The Marlins' bullpen as a whole performed admirably. The team posted a 3.42 ERA and 3.26 FIP from their relievers, and said relievers worked the tenth-largest number of innings in baseball. The latter was due to a combination of early innings counts on Fernandez and lack of good play from back-end starters like Tom Koehler and Alex Sanabia, but the former was a surprise. After all, the Fish had barely done much to improve on the pen this year, having only picked up Chad Qualls in the offseason to help bolster the team's depth. It relied on typical names like Cishek and Mike Dunn along with new players like A.J. Ramos and Dan Jennings to work the seventh innings cleanly. The team responded in a solid fashion, posting the lowest home run rate in the majors en route to good run numbers.

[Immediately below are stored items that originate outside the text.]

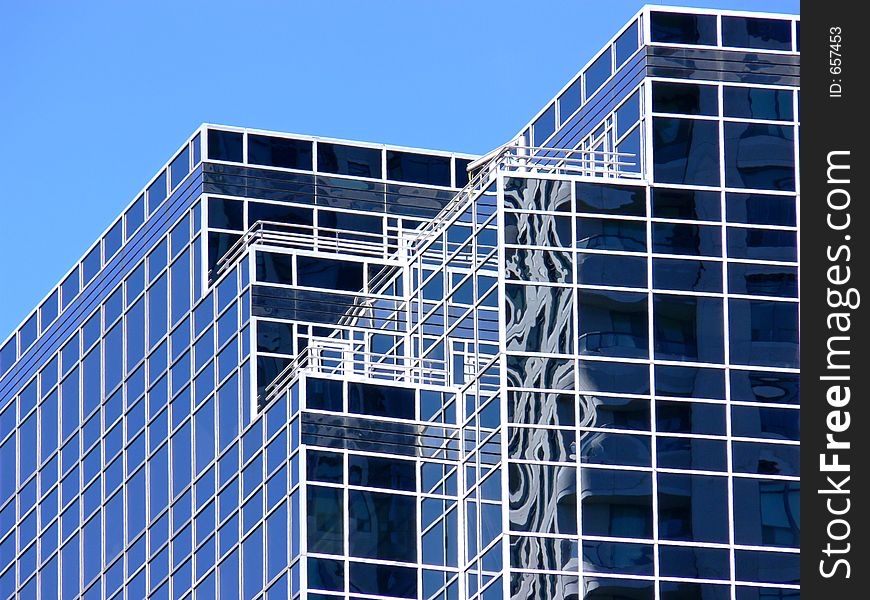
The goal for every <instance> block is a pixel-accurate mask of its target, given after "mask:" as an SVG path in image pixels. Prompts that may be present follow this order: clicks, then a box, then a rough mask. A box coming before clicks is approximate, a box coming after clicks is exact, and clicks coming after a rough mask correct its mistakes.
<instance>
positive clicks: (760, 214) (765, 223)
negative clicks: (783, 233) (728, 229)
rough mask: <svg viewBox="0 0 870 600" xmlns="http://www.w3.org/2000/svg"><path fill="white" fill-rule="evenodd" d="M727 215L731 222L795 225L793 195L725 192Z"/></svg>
mask: <svg viewBox="0 0 870 600" xmlns="http://www.w3.org/2000/svg"><path fill="white" fill-rule="evenodd" d="M725 202H726V204H727V208H726V211H727V217H728V220H729V221H731V222H732V223H751V224H757V225H784V226H786V227H794V226H795V225H797V210H796V206H795V198H794V196H767V195H764V194H725Z"/></svg>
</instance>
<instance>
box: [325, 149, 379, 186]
mask: <svg viewBox="0 0 870 600" xmlns="http://www.w3.org/2000/svg"><path fill="white" fill-rule="evenodd" d="M382 156H383V151H382V150H380V149H377V148H364V147H361V146H344V145H340V144H330V143H327V142H317V170H318V171H320V172H322V173H337V174H340V175H354V176H356V177H373V178H375V179H380V178H381V177H383V169H382V168H381V157H382Z"/></svg>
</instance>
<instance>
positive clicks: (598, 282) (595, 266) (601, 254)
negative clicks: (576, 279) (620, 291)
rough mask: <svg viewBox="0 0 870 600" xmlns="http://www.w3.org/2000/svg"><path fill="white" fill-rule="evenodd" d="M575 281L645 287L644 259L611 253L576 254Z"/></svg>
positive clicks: (639, 256)
mask: <svg viewBox="0 0 870 600" xmlns="http://www.w3.org/2000/svg"><path fill="white" fill-rule="evenodd" d="M576 263H577V281H578V283H584V284H589V285H616V286H620V287H646V259H645V258H643V257H642V256H617V255H612V254H597V253H596V254H587V253H582V252H581V253H578V254H577V255H576Z"/></svg>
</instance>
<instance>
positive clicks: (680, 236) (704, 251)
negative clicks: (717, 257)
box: [652, 223, 722, 256]
mask: <svg viewBox="0 0 870 600" xmlns="http://www.w3.org/2000/svg"><path fill="white" fill-rule="evenodd" d="M652 236H653V252H660V253H662V254H685V255H687V256H689V255H692V256H721V255H722V229H721V228H720V227H718V226H714V225H693V224H690V223H653V224H652Z"/></svg>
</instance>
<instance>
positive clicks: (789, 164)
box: [725, 123, 795, 191]
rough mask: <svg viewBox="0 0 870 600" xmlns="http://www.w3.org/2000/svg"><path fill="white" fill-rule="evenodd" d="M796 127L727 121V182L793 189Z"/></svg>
mask: <svg viewBox="0 0 870 600" xmlns="http://www.w3.org/2000/svg"><path fill="white" fill-rule="evenodd" d="M794 155H795V144H794V127H790V126H785V125H767V124H761V123H725V185H727V186H729V187H738V188H752V189H760V190H782V191H794V189H795V168H794Z"/></svg>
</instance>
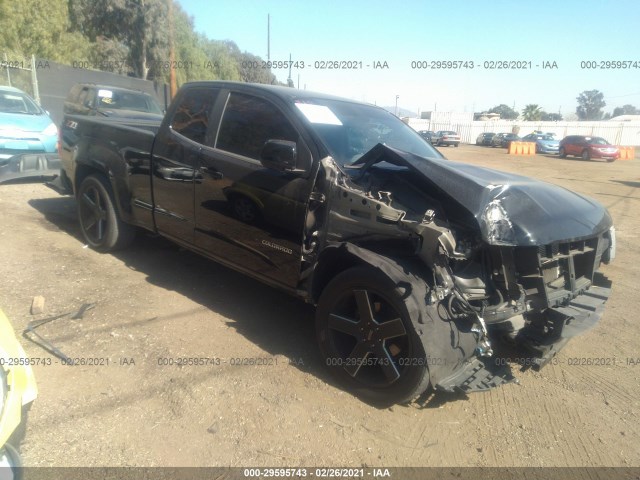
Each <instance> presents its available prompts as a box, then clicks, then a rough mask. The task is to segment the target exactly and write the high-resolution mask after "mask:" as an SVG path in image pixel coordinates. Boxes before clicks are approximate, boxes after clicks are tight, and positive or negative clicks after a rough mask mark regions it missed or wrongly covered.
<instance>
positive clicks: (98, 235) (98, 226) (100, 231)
mask: <svg viewBox="0 0 640 480" xmlns="http://www.w3.org/2000/svg"><path fill="white" fill-rule="evenodd" d="M97 223H98V228H97V231H96V235H97V237H98V238H97V239H98V240H102V238H103V235H104V221H103V220H98V222H97Z"/></svg>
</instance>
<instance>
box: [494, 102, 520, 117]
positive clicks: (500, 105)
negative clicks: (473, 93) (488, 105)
mask: <svg viewBox="0 0 640 480" xmlns="http://www.w3.org/2000/svg"><path fill="white" fill-rule="evenodd" d="M489 113H499V114H500V118H503V119H505V120H515V119H516V118H518V112H516V111H515V110H514V109H513V108H511V107H510V106H509V105H505V104H504V103H501V104H500V105H497V106H495V107H493V108H492V109H491V110H489Z"/></svg>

The Fish as a group were actually middle-of-the-pack outside of the home runs, however. The team was 18th in strikeout rate and 20th in walk rate. If you correct the peripheral numbers for fly ball rates rather than raw home run totals, the Marlins look more pedestrian, as they ranked 15th in xFIP and 20th in SIERA. All of this is to say that, if we had to do this season over again, it is unlikely that Miami would put up the same level of performance as they did this year.
Nevertheless, what happened on the field did happen, and the Marlins indeed did not allow those extra home runs. A prime factor contributing to that was the play of closer Steve Cishek. After an early rough patch, Cishek dominated from June onward, going 47 1/3 innings to end the year and picking up 54 strikeouts (29.5 percent rate) versus 11 walks (6.0 percent rate) and recording 29 saves versus just one blown save. The fact that Cishek converted 28 consecutive save opportunities does not speak to his skill necessarily, but he legitimately did have an impressive season that turned out to be one of the better relief years in Marlins history.
But the rest of the bullpen contributed as well. Mike Dunn quietly had his best season on the mound by drastically reducing his walk rate. In his largest workload of his career, he threw just 28 walks in 282 batters faced, a rate of 9.9 percent. Dunn had previously walked more batters than the 28 he did this season in each of the last few years while pitching fewer innings. Chad Qualls had an equally solid year by avoiding his typical pitfall of home runs. His 63.3 percent ground ball rate was a career best, and the four homers allowed was the best he has done since 2008. Combine that with getting his strikeout stroke back and Qualls had a nice 2.61 ERA and 3.35 FIP to his name.
The Marlins' bullpen was able to help the franchise this season more than expected. The team got prime performances from their three most important relievers, and at least one has established himself as either a good closer for the team or, perhaps more importantly, trade bait.